爬蟲--Python常用模組之requests,urllib和re

阿新 • • 發佈：2018-11-10

一、爬蟲的步驟

　　1.發起請求，模擬瀏覽器傳送一個http請求

　　2.獲取響應的內容

　　3.解析內容（解析出對自己有用的部分）

　　　　a.正則表示式

　　　　b.BeautifulSoup模組

　　　　c.pyquery模組

　　　　d.selenium模組

　　4.儲存資料

　　　　a.文字檔案(txt,csv等)

　　　　b.資料庫(mysql)

　　　　c.redis,mongdb（最長使用）

二、使用Jupyter

　　2.1.使用理由：Jupyter可以一次執行，講結果儲存到記憶體裡，供後面python語句多次使用，避免每次除錯程式，都要重新請求網頁，頻繁爬取某個網頁，容易導致該網站封IP

　　2.2.使用步驟：

　　　　a.安裝：pip install jupyter (前提是已經安裝了python3)

　　　　b.執行：jupyter notebook，瀏覽器自動彈出使用介面

　　　　c.右側New-->python3，新建一個python程式

　　2.3.快捷鍵

　　　　shift + enter鍵：選定行執行，執行結果保留到記憶體

三、爬蟲請求模組之urllib

　　3.1 urllib介紹

Python標準庫中提供了:urllib等模組以供Http請求，但是它的API能力不佳，需要巨量的工作，甚至包括各種方法覆蓋，來完成最簡單的任務，不推薦使用 
，此處只是瞭解一下

　　3.2 簡單使用

#方式一：
import urllib.request

f = urllib.request.urlopen('http://www.baidu.com')
result = f.read().decode('utf-8')
print(result)


#方式二：
import urllib.request
req = urllib.request.Request('http://www.baidu.com')
response = urllib.urlopen(req)
result = response.read().decode('utf-8 
')
print(result)

ps：硬要使用urllib模組，推薦使用方式二，因為req是一個Request物件，在這個物件裡，可以定義請求的頭部資訊，這樣可以把自己包裝成像個瀏覽器發起的請求，如下面的一個例子

　　3.3自定義請求頭資訊

import urllib.request
req = urllib.request.Request('http://www.example.com')

#自定義頭部，第一個引數為關鍵字引數key，第二個引數為內容
req.add_header("User-Agent","Mozilla/5.0(X11;Ubuntu;Linux x86_64;rv:39.0) Gecko/20100101 Firefox/39.0") 

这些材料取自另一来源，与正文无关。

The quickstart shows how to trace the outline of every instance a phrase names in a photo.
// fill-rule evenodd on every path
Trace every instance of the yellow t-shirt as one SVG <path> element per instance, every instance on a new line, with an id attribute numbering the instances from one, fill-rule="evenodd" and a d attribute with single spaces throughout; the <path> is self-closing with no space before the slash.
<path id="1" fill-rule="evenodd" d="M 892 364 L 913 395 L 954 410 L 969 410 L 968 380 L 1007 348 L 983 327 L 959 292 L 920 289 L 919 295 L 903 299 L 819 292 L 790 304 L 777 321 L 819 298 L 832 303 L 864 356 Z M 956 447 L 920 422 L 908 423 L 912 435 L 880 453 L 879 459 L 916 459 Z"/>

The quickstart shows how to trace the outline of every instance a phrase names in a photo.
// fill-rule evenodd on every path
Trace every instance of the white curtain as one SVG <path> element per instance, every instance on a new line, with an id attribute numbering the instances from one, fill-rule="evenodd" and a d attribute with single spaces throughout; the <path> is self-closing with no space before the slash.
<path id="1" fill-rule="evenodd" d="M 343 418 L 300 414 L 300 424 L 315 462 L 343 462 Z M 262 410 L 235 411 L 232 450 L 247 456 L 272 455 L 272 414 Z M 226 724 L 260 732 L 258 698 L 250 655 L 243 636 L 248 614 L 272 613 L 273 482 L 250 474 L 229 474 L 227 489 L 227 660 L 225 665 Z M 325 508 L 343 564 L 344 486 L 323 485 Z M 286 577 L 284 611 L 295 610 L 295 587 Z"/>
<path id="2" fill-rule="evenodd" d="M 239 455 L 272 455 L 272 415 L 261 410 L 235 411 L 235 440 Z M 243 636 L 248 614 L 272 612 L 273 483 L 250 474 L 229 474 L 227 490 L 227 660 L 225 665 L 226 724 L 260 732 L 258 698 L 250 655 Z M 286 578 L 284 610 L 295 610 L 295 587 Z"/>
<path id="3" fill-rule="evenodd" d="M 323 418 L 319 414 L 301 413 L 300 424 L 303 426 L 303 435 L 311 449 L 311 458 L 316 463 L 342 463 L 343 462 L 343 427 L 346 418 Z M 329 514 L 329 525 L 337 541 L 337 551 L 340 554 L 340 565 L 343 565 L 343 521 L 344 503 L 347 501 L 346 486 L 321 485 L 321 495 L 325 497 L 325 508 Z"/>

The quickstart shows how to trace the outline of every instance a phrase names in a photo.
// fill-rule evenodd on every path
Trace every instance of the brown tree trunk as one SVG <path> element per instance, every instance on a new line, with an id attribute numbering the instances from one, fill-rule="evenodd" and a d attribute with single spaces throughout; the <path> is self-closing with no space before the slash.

f = urllib.request.urlopen(req)
result = f.read().decode('utf-8')

#有一個模組fake_useragent可以隨機產生User-Agent資訊，對於網站的反爬蟲機制有一定的欺騙作用

　　3.4 fake_useragent使用

#1.安裝pip install fake_useragent

#2.基本使用
from fake_useragent import UserAgent
ua = UserAgent()
print(ua.chrome)   #產生一個谷歌的核心欄位

#常用屬性
ua.chrome      #產生一個谷歌的核心欄位
ua.ie              #隨機產生ie核心欄位
ua.firefox       #隨機產生火狐核心欄位
ua.random    #隨機產生不同瀏覽器的核心欄位

四、爬蟲請求模組之requests

　　4.1 requests模組介紹

Requests是使用Apache2 Licensed許可證的，基於Python開發的HTTP庫，其在Python內建模組的基礎上進行了高度的封裝，從而使得進行網路請求時，
變得美好了許多，而且使用Requests可以輕而易舉的完成瀏覽器可以做到的任何操作

　　4.2 requests安裝

pip3 install requests

　　4.3 簡單使用

import requests

r = requests.get('http://www.example.com')
print(type(r))
print (r.status_code)   #伺服器返回的狀態碼
print (r.encoding)       #網站使用的編碼
print (r.text)              #返回的內容，字串型別

　　4.4 get請求

#1.無引數例項
import requests
res = requests.get('http://www.example.com')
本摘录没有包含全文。